Ketua Mejelis Permusyawaratan Rakyat (MPR) Bambang Soesatyo yang mewacanakan amandemen UUD 45 memunculkan kegaduhan dan dicurigai untuk mempanjang jabatan presiden dengan alasan kondisi Covid-19.
“Pernyataan Ketua MPR Bambang Soesatyo terkait amandemen UUD 45 secara terbatas membuat gaduh, publik mencurigai ada agenda tersembunyi,” kata pengamat kebijakan publik Amir Hamzah kepada wartawan, Jumat (20/8/2021).

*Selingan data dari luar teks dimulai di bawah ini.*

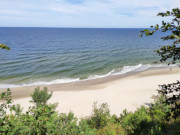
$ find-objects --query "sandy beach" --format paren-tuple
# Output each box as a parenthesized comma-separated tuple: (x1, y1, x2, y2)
(4, 67, 180, 118)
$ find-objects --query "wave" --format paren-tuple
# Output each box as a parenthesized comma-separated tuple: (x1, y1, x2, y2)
(86, 69, 115, 80)
(0, 78, 80, 89)
(0, 63, 177, 88)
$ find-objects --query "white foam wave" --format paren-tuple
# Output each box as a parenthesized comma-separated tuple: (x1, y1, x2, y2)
(112, 64, 145, 75)
(0, 63, 177, 88)
(86, 70, 115, 80)
(0, 78, 80, 88)
(113, 63, 178, 76)
(0, 84, 20, 89)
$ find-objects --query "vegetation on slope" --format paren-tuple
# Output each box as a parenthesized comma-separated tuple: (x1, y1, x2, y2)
(0, 86, 180, 135)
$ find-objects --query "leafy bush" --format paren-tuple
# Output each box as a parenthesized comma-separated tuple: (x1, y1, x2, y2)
(120, 106, 153, 134)
(0, 87, 180, 135)
(0, 88, 81, 134)
(97, 123, 126, 135)
(30, 87, 52, 107)
(157, 81, 180, 118)
(78, 119, 96, 135)
(0, 88, 15, 118)
(45, 111, 81, 134)
(85, 102, 111, 129)
(149, 95, 171, 122)
(14, 104, 23, 115)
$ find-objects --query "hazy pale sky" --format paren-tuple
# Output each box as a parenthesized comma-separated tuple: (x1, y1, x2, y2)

Amir juga mengkritik dasar hukum MPR melakukan amandemen UUD 45. Dalam Pasal 3 UUD 45 ayat 1 berbunyi Majelis Permusyawaratan Rakyat berwenang mengubah dan menetapkan Undang Undang Dasar. “Yang menjadi pertanyaan, UUD 45 hasil amandemen 2002 sudah ditetapkan apa belum? tidak ada ketetapan MPR nya. Tidak ada lembaran negara, negara kita kacau, UUD 45 hasil amandemen 2002 belum ditetapkan MPR,” paparnya.
Ia mengatakan, untuk mengamandemen UUD melalui prosedur sesuai Pasal 37 ayat 1 berbunyi: Usul perubahan pasal-pasal Undang-Undang Dasar dapat diagendakan dalam sidang Majelis Permusyawaratan Rakyat apabila diajukan oleh sekurang-kurangnya 1/3 dari jumlah anggota Majelis Permusyawaratan Rakyat. “Sekarang ini usul dari Ketua MPR sudah disetujui 1/3 dari anggota atau belum,” kata Amir.
Pasal 37 ayat 2: Setiap usul perubahan pasal-pasal Undang-Undang Dasar diajukan secara tertulis dan ditunjukkan dengan jelas bagian yang diusulkan untuk diubah beserta alasannya. “Pihak MPR sampai sekarang belum mengajukan tertulis dan alasan perubahan,” ungkapnya.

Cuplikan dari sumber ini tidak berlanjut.